Both optimism and pessimism radiate from experts when they talk about the future of one of the most-discussed companies in the world.

“Musk has allowed himself to be pulled in different directions, and it’s affected Tesla,” Sosnick told Yahoo Finance. “There’s an element of futurism that has always been priced into Tesla. For much of its existence, it rewarded that type of futurism. The question now is … should we be more concerned about Tesla’s present and near-term, rather than its long-term future?”

Pressure on Tesla

Near-term, there is increasing competition coming down the pike.

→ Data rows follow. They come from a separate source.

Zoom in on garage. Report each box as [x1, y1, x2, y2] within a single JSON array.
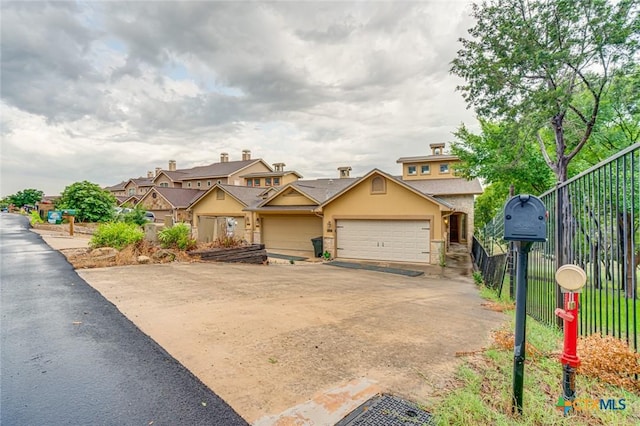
[[336, 219, 431, 263], [261, 215, 322, 253]]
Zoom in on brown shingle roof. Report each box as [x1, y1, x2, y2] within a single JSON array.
[[398, 178, 482, 195], [154, 186, 206, 208], [178, 159, 262, 179]]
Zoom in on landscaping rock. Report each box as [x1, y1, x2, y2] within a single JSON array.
[[90, 247, 118, 257], [153, 249, 176, 262]]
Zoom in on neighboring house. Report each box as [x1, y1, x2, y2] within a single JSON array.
[[102, 144, 482, 264], [137, 187, 205, 222], [153, 149, 273, 190], [240, 163, 302, 188], [246, 173, 356, 255], [189, 183, 265, 242]]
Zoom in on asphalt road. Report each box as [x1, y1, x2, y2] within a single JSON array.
[[0, 213, 247, 426]]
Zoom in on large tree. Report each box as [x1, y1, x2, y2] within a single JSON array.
[[452, 0, 640, 182], [56, 180, 116, 222]]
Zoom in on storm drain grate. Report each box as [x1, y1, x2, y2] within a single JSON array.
[[335, 395, 435, 426]]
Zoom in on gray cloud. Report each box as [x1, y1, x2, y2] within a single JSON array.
[[0, 1, 473, 195]]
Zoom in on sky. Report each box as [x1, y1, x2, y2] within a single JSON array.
[[0, 0, 477, 196]]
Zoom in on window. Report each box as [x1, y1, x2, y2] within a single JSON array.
[[371, 176, 387, 194]]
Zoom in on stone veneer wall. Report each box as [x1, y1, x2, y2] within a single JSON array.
[[438, 195, 474, 251]]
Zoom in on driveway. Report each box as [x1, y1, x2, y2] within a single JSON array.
[[78, 263, 505, 424]]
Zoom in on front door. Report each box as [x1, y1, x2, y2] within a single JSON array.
[[449, 214, 460, 243]]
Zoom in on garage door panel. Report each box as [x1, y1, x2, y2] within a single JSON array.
[[336, 220, 431, 263]]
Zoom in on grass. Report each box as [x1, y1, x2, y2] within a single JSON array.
[[426, 289, 640, 425]]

Additionally, Tesla’s biggest competition is coming out of China right now from a company called BYD, Sevilla said. BYD has even surpassed Tesla as the top-selling EV in the world.

“They’re not known in North America,” Sevilla said about BYD. “They’re focusing on emerging economies,” such as Africa, the Middle East, and South America.

Tesla CEO Elon Musk on stage introduces the Cybertruck to a crowd of people.

There’s also increasing pressure on Tesla to release the Cybertruck, as the wait for the concept car to become a reality has gotten longer and longer. That moment seems to still be a ways off — and it has been a moment since investors have seen something new from Tesla.

“The whole cycle is about to catch up with them right now,” Sevilla said. “You have all these other big brands that have multiple price points on their EVs. I think the fact they missed out on launching the Cybertruck [this last year or so] is a big, big loss for them.”

What should you do with Tesla stock?

Currently, Wall Street has 22 Buy, 20 Hold, and 9 Sell ratings for Tesla.

This isn’t an Nvidia situation — there isn’t a full-fledged consensus on Tesla’s future right now.

The question for investors is: Are you paying for growth? If so, it’s worth being careful.

“You’re paying a premium now as this company is maturing, and it’s the same premium you would have paid when it was a fast-moving company,” Sosnick said. “If you look at current P/E and forward P/E, it’s the same next year, implying that earnings are not expected to grow over the coming year.”

Tesla’s trailing P/E is 72.63 and the forward P/E is 76.24, suggesting that earnings will be lower in the next four quarters than was the case in the previous four, according to data from Bloomberg.

When it comes to the uncertainty around valuation, Tesla is a victim of its own success.

“The risk I see in having a stock that’s that highly valued is if that value proposition unwinds,” Sosnick explained. “And Tesla is facing unprecedented competitive risks at a time when its chairman is involved in many other non-automotive endeavors.”

Still, Tesla is and remains a dominant EV maker in the world, with a charging network that’s ahead of competitors. That counts for something. Tesla isn’t in a tough spot so much as it’s in an odd, transitional one.

“I think, at least, for the next few years, they can see along with what they already have, without introducing anything new,” said Sevilla.